A retrospective single-center study.Objective.
To clarify preoperative factors predicting unsatisfactory indirect decompression after laminoplasty in patients with cervical spondylotic myelopathy.Summary of Background Data.
Many authors have shown that inadequate indirect decompression after laminoplasty can inhibit neural recovery and should be considered a complication. We previously demonstrated that residual anterior compression of the spinal cord (ACS) impaired recovery of upper extremity motor function. Although the K-line has been established as a predictive index indicating that laminoplasty is required in patients with ossification of the posterior longitudinal ligament, it remains unclear what preoperative factors can predict insufficient posterior cord decompression in patients with cervical spondylotic myelopathy.Methods.

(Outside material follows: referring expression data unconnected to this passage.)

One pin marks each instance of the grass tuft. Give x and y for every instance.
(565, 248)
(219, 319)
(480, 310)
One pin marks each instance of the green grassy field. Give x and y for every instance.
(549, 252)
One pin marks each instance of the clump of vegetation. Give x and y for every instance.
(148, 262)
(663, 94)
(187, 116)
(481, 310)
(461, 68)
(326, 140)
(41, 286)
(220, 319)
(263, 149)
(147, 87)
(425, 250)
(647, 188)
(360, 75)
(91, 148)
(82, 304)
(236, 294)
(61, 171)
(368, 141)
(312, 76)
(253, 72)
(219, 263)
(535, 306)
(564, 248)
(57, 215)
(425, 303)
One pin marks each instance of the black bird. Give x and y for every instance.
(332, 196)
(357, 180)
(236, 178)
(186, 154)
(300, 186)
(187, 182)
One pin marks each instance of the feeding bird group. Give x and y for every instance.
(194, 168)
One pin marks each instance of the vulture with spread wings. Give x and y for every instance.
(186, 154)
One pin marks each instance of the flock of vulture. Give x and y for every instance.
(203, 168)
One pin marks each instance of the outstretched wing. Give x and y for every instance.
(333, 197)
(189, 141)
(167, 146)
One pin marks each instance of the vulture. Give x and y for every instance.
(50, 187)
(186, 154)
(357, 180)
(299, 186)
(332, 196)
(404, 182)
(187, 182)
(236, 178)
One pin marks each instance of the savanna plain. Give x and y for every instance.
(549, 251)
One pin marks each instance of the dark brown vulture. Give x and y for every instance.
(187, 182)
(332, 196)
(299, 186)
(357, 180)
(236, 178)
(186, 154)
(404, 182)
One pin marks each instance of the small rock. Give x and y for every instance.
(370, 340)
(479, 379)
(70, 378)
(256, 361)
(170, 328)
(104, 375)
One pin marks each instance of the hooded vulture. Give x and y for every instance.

Forty-six consecutive patients who underwent laminoplasty for the treatment of cervical spondylotic myelopathy at our hospital were reviewed. A modified K-line was defined as the line connecting the midpoints of the spinal cord at C2 and C7 on a T1-weighted sagittal magnetic resonance image. We also determined the minimum interval between the tip of local kyphosis and a line connecting the midpoint of the cord at the level of the inferior endplates of C2 and C7 (INTmin) on the midsagittal image. Data analysis involved logistic regression and receiver operating characteristic curve analysis to select the most valuable index for predicting postoperative ACS.Results.
Ten patients had ACS immediately after laminoplasty. Logistic regression analysis showed that INTmin was a significant predictive factor for the occurrence of postoperative ACS (odds ratio = 0.485; 95% confidence interval = 0.29–0.81; P = 0.02). Receiver operating characteristic curve analysis showed an area under the curve of 0.871. A cutoff of 4.0 mm had a sensitivity of 80% and a specificity of 80.6% for prediction of postoperative ACS.Conclusion.
The parameter INTmin correlated with the occurrence of postoperative ACS. A cutoff point of 4.0 mm is most appropriate for alerting spine surgeons to a high likelihood of postoperative ACS.